Researchers estimate annual savings of $1.8 billion if 10% of emergency surgeries are converted to elective procedures through improved screening.
RT’s Three Key Takeaways:
- Racial Cost Disparities: Black, Hispanic, and Asian/Pacific Islander patients face significantly higher costs for emergency surgeries than white patients, reflecting systemic inequities in access to preventive care.
- Preventable Financial Burden: Emergency surgeries cost an average of 33% more than planned ones, with potential savings of $1.8 billion annually if just 10% were converted to elective procedures through improved screening.
- Call for Equity in Prevention: The study underscores the urgent need for targeted interventions—including expanded preventive services and community health programs—to reduce racial disparities and improve clinical and financial outcomes.
A new nationwide study reveals that Black, Hispanic, and Asian/Pacific Islander patients face significantly higher costs when undergoing emergency surgeries compared to white patients, with the financial burden of unplanned procedures costing the healthcare system billions annually. The findings highlight how unequal access to preventive care translates into substantial financial and clinical disparities.
Healthcare spending in the United States is projected to consume nearly 20% of the nation’s entire economic output by 2028, making cost control a national priority. With over 45 million surgical procedures performed annually, even small improvements in surgical efficiency could generate massive savings. Previous research suggested that converting just 10% of emergency surgeries to planned procedures for conditions covered by free screening under the Affordable Care Act could save $1 billion over a decade. However, known disparities in healthcare access mean these potential savings are not equally distributed. Black patients receive significantly less screening for conditions like colorectal cancer, coronary artery disease, and abdominal aortic aneurysms, leading to more frequent emergency surgery. This creates a vicious cycle where those least able to afford healthcare face the highest costs, while the healthcare system misses opportunities for both better outcomes and substantial cost savings.
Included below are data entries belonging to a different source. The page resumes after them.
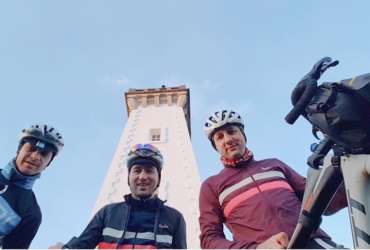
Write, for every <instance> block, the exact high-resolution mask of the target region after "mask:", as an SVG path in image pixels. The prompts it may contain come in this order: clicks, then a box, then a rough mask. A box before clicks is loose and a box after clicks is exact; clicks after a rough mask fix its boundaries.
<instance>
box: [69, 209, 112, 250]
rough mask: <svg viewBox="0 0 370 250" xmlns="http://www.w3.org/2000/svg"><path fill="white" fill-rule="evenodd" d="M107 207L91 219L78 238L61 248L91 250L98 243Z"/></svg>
mask: <svg viewBox="0 0 370 250" xmlns="http://www.w3.org/2000/svg"><path fill="white" fill-rule="evenodd" d="M106 208H107V207H103V208H102V209H100V210H99V212H98V213H96V214H95V216H94V217H93V218H92V219H91V221H90V222H89V224H88V225H87V227H86V228H85V230H84V231H83V232H82V233H81V235H80V236H79V237H73V238H72V239H71V240H70V241H68V243H67V244H65V245H64V246H63V248H73V249H87V248H89V249H93V248H95V247H96V245H97V244H98V243H99V242H100V239H101V236H102V232H103V229H104V225H105V223H104V218H105V214H106V210H107V209H106Z"/></svg>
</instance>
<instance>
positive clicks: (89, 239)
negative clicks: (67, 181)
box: [50, 144, 186, 249]
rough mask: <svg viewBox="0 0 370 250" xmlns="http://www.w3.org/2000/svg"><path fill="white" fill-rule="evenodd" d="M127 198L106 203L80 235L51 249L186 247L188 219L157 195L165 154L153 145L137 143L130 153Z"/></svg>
mask: <svg viewBox="0 0 370 250" xmlns="http://www.w3.org/2000/svg"><path fill="white" fill-rule="evenodd" d="M127 159H128V160H127V168H128V185H129V187H130V190H131V193H130V194H128V195H125V196H124V199H125V201H124V202H119V203H113V204H109V205H106V206H105V207H103V208H102V209H101V210H99V211H98V213H97V214H95V216H94V217H93V219H92V220H91V221H90V223H89V224H88V226H87V227H86V229H85V230H84V231H83V232H82V234H81V235H80V236H79V237H74V238H72V239H71V240H70V241H69V242H68V243H67V244H62V243H57V244H55V245H54V246H51V247H50V248H95V247H98V248H103V249H104V248H110V249H112V248H121V249H123V248H124V249H133V248H145V249H155V248H186V229H185V220H184V218H183V216H182V215H181V213H180V212H178V211H177V210H175V209H173V208H171V207H168V206H166V205H164V201H162V200H160V199H159V198H158V197H157V193H156V191H157V188H158V187H159V184H160V180H161V170H162V165H163V157H162V154H161V153H160V151H159V150H158V149H157V148H155V147H154V146H153V145H151V144H137V145H135V146H134V147H133V148H132V149H131V151H130V152H129V154H128V157H127Z"/></svg>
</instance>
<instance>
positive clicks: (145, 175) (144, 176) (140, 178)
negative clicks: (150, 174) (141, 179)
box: [139, 171, 148, 179]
Researchers analyzed data from over 3 million patients who underwent three major surgical procedures between 2011 and 2020 using the National Inpatient Sample, the largest publicly available all-payer healthcare database in the United States. They focused on abdominal aortic aneurysm repair, coronary artery bypass surgery, and colon cancer resection, procedures that are often performed electively when patients have access to regular screening and preventive care. The team used advanced statistical models to compare hospitalization costs between emergency and planned surgeries across different racial groups, accounting for factors like age, insurance status, and underlying health conditions.
Emergency procedures cost an average of $13,645 more per patient than planned surgeries, a 33% increase in hospitalization costs. However, the financial penalty varied dramatically by race: Black patients faced an additional $15,552 in costs for emergency surgery (19% higher), Hispanic patients $14,525 (11% higher), and Asian/Pacific Islander patients $16,887 (29% higher), compared to $13,086 for white patients. The proportion of emergency procedures also increased from 39.4% to 44.5% over the decade studied, adding to the overall cost burden. Emergency surgeries were also associated with higher rates of death, complications, and longer hospital stays. The researchers calculated that converting just 10% of emergency procedures to planned surgeries could save nearly $1.8 billion annually.
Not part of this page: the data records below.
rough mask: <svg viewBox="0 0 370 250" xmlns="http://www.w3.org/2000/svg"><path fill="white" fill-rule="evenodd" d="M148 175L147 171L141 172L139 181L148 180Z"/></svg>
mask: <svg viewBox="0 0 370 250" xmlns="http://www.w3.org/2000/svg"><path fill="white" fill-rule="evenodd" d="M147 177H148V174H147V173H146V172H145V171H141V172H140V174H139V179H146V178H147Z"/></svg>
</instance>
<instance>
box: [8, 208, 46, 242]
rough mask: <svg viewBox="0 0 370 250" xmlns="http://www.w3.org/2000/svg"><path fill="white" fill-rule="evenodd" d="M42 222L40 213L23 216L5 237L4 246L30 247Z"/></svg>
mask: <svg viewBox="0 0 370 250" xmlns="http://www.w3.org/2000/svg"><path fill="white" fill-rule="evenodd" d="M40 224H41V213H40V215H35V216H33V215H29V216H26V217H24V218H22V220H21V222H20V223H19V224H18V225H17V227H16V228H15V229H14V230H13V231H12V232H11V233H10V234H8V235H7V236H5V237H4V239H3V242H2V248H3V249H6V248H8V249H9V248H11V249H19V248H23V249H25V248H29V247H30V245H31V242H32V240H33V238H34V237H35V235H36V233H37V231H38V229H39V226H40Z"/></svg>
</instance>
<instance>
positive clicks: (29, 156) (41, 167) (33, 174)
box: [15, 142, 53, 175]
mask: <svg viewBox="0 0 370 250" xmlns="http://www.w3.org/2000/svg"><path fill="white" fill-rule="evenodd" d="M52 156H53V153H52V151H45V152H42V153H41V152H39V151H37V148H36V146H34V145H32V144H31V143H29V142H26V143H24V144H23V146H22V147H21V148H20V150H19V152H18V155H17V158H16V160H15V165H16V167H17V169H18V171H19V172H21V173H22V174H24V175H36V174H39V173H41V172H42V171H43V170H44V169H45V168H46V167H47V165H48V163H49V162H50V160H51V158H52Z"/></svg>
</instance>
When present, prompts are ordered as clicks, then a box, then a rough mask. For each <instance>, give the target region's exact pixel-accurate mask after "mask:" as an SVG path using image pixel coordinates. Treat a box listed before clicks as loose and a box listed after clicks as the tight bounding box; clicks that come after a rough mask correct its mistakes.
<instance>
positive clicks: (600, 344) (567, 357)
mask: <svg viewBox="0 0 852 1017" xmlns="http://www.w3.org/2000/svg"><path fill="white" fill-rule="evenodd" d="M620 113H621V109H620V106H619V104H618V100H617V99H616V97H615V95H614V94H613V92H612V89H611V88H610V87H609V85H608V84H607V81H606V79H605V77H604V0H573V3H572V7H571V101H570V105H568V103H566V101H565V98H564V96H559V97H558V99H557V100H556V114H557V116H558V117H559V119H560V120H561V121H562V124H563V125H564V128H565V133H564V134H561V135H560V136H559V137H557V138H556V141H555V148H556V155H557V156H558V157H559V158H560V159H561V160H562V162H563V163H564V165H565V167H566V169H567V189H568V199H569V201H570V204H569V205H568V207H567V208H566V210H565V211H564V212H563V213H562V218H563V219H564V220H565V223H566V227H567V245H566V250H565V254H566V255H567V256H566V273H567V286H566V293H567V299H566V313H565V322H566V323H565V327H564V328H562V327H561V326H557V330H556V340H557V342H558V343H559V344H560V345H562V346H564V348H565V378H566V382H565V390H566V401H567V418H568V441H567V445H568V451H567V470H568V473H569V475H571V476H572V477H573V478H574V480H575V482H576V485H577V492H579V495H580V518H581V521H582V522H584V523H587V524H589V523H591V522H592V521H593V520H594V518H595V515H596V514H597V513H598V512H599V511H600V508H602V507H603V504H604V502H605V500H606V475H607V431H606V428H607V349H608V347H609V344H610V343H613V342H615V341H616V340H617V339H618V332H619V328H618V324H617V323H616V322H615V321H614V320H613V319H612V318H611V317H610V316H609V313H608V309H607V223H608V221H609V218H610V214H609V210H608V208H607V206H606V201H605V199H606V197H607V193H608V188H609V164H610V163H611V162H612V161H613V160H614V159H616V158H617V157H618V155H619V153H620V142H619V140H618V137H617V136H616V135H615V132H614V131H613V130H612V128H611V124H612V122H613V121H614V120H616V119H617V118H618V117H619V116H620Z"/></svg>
The authors say the findings point to an urgent need for targeted interventions to improve access to preventive care and screening programs, particularly in Black, Hispanic, and Asian/Pacific Islander communities. They suggest that healthcare systems should prioritize expanding community health programs, improving insurance coverage for preventive services, and addressing social determinants of health that contribute to delayed care. They note that policy makers may need to consider how current healthcare financing structures inadvertently penalize emergency care while potentially underinvesting in prevention. The researchers recommend that future studies examine specific interventions that have successfully reduced emergency surgery rates and their cost-effectiveness across different populations.
“These numbers reflect real individuals and families who face significant financial and health challenges due to unequal access to preventive care, a disparity that has previously been shown to be driven by racial inequities in healthcare,” said Dr. Saad Mallick, lead author of the study and a fellow at the Center for Advanced Surgical & Interventional Technology (CASIT) at the Department of Surgery at UCLA. “What’s particularly striking is that these are largely preventable costs—we know how to screen for aneurysms, heart disease, and colorectal cancer. The question is whether we have the determination to ensure all Americans have equal access to these essential services. Every emergency surgery that could have been prevented underscores the potential to improve patient outcomes and the challenges they face, while also revealing a gap in the healthcare system.”